NEW TAX PLANS AFFECT UTAH HOME OWNERS
The Final tax plan that will affect Utah Home Buyers and Owners has just been approved. One of the biggest new changes will be the proposed doubling of the standard deduction. This will leave very few people to itemize deductions and write off their mortgage interest. The plan increases the standard deduction for individual taxpayers who don’t itemize from $6,350 to $12,000, and from $12,700 to $24,000 for couples.
My opinion is raising the standard deduction is great for families and most people will save money on their taxes as the majority of tax returns that I review have itemized deductions far below $24,000. I think this is a great thing that will save a lot of people a lot of money. The National Association of Realtors (NAR) believes that this removes an incentive for people to purchase houses and that home values will decline 10%. I do agree with NAR to a degree, but I don’t believe this section will truly hurt home owners or lower home prices. In all my years of helping people buy houses not one has bought a home for the tax write-off.
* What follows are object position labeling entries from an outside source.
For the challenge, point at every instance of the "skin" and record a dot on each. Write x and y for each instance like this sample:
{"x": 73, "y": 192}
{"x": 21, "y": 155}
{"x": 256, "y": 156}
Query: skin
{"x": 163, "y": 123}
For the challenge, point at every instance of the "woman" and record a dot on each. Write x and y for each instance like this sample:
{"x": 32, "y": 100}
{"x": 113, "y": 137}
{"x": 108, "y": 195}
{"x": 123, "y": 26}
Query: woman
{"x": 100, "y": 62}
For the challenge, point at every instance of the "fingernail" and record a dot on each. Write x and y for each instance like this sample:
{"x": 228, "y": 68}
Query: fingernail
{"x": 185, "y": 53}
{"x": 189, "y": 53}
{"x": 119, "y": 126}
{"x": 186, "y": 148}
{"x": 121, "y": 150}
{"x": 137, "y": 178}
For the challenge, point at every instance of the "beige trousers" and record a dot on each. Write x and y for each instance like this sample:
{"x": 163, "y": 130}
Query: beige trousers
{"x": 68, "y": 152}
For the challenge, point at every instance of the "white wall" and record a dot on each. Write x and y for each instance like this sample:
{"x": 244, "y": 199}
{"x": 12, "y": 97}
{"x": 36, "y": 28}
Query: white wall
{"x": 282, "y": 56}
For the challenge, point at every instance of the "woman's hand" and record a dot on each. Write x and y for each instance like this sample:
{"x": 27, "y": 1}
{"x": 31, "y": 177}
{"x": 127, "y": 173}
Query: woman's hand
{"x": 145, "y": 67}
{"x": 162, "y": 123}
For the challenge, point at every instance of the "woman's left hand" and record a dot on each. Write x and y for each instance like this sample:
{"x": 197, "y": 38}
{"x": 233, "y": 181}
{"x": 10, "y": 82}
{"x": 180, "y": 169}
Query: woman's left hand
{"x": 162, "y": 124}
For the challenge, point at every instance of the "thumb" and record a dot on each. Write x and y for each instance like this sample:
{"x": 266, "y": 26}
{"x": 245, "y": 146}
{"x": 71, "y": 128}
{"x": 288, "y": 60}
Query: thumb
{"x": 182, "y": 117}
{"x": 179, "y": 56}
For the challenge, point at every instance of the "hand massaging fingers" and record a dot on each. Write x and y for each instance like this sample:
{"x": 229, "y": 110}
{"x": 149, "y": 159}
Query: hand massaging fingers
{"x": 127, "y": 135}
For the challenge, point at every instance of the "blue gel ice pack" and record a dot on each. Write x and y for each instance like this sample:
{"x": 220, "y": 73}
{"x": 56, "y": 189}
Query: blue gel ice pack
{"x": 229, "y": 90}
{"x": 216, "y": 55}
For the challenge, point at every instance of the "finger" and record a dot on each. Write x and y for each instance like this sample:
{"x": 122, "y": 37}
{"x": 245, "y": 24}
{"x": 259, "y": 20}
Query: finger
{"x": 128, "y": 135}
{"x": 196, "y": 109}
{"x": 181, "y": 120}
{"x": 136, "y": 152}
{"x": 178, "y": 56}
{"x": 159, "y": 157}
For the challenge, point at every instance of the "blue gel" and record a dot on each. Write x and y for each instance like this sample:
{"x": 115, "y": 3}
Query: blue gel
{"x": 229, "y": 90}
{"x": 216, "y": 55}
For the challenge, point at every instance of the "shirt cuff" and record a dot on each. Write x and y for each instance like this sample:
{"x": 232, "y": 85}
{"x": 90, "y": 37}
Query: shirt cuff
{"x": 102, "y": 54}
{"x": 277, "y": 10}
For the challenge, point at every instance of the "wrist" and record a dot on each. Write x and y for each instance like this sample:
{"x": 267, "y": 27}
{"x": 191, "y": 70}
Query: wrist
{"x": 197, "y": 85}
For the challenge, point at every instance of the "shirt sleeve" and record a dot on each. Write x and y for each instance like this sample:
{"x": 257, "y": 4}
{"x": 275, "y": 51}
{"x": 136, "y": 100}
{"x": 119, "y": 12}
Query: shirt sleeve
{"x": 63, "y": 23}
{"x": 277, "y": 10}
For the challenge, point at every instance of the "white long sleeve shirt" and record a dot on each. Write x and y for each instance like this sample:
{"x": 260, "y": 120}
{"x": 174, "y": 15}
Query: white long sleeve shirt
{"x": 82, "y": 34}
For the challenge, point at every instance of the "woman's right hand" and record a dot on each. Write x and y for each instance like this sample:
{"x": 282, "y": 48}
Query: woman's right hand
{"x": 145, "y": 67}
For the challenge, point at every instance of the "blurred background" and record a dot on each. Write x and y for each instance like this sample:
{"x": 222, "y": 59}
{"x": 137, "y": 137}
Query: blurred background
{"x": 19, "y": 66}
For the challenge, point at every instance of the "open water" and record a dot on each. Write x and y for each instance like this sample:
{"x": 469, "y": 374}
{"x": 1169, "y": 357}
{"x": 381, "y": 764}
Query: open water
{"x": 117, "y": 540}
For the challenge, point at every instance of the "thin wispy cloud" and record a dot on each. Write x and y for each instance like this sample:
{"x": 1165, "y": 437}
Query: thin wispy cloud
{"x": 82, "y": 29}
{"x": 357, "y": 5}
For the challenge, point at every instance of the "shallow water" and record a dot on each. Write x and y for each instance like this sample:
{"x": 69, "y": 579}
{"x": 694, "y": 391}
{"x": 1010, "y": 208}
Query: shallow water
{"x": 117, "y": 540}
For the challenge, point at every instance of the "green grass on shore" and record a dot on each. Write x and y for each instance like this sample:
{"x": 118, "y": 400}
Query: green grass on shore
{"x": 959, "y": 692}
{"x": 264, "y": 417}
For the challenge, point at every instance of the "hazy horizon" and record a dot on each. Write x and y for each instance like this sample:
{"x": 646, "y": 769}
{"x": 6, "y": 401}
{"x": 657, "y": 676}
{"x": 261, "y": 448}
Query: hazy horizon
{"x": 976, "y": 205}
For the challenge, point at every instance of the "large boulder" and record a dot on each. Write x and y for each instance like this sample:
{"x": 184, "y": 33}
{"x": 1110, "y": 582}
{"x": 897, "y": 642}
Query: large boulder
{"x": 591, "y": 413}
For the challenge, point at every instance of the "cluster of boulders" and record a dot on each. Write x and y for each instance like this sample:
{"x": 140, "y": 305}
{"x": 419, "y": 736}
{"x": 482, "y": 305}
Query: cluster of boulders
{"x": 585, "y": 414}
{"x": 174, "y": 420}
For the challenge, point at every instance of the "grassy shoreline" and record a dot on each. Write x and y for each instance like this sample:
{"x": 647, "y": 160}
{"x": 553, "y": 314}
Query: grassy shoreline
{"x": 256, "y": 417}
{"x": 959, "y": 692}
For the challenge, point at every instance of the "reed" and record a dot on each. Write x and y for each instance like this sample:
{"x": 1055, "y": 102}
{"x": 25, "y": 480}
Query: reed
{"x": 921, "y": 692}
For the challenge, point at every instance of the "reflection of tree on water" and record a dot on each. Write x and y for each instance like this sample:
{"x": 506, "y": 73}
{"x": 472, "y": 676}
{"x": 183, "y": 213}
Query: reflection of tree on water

It’s a bonus, but my experience is that people buy homes to house their families, stop throwing money away on rent, and to better prepare for retirement.
The Current tax code allows home owners to deduct mortgage interest on loans up to $1,000,000. The New tax Plan lowers that to $750,000 on mortgages.
Some great news is that the final tax plan eliminated the verbiage changing the capital gains exclusion for primary residences. Currently if you live in your home for 2 out of the last 5 years you will not pay any capital gains taxes. The initial plans were a big concern for me because both the senate and house proposed tax plans increased the live-in time period to five out of the last eight years. This means that owners would need to live in their homes for 5 years in order to claim the exemption. If they were to sell their house prior to living in it 5 years they would be required to pay capital gains taxes. I am glad this changed.
I think had this been approved changing the live-in time period for the capital gains exemption is a tragedy. This would have caused fewer people to sell and purchase a new house, further tightening home inventory. If an individual gets a raise and wants to upgrade their home, they may think twice if they’ve experienced home appreciation. They would not be able to use all of their equity for the down payment on the next house because they would have to pay hefty capital gains taxes. This may cause fewer entry level houses to come up for sale and less buyers looking for move up properties.
Lastly, are current home prices in a bubble and could they fall dramatically with this new tax plan? I don’t think so. I see home prices continue to appreciate modestly for the foreseeable future. I do not see home prices decreasing until there is a significant change in employment. Part of the new tax plan is lowering the corporate tax rate from 35% to 20%. This is going to cause big corporations to have significantly more money in their pockets allowing them to hire more employees and increase wages. I feel that the lowering of the corporate tax rate will keep the unemployment rate at record low levels for an extended time. Until the labor market gets significantly worse people will continue buying and upgrading homes, especially as their wages increase. The lowering of corporate taxes means more home appreciation for longer. If you don’t own, the longer you wait the more you will pay for a house when you do buy.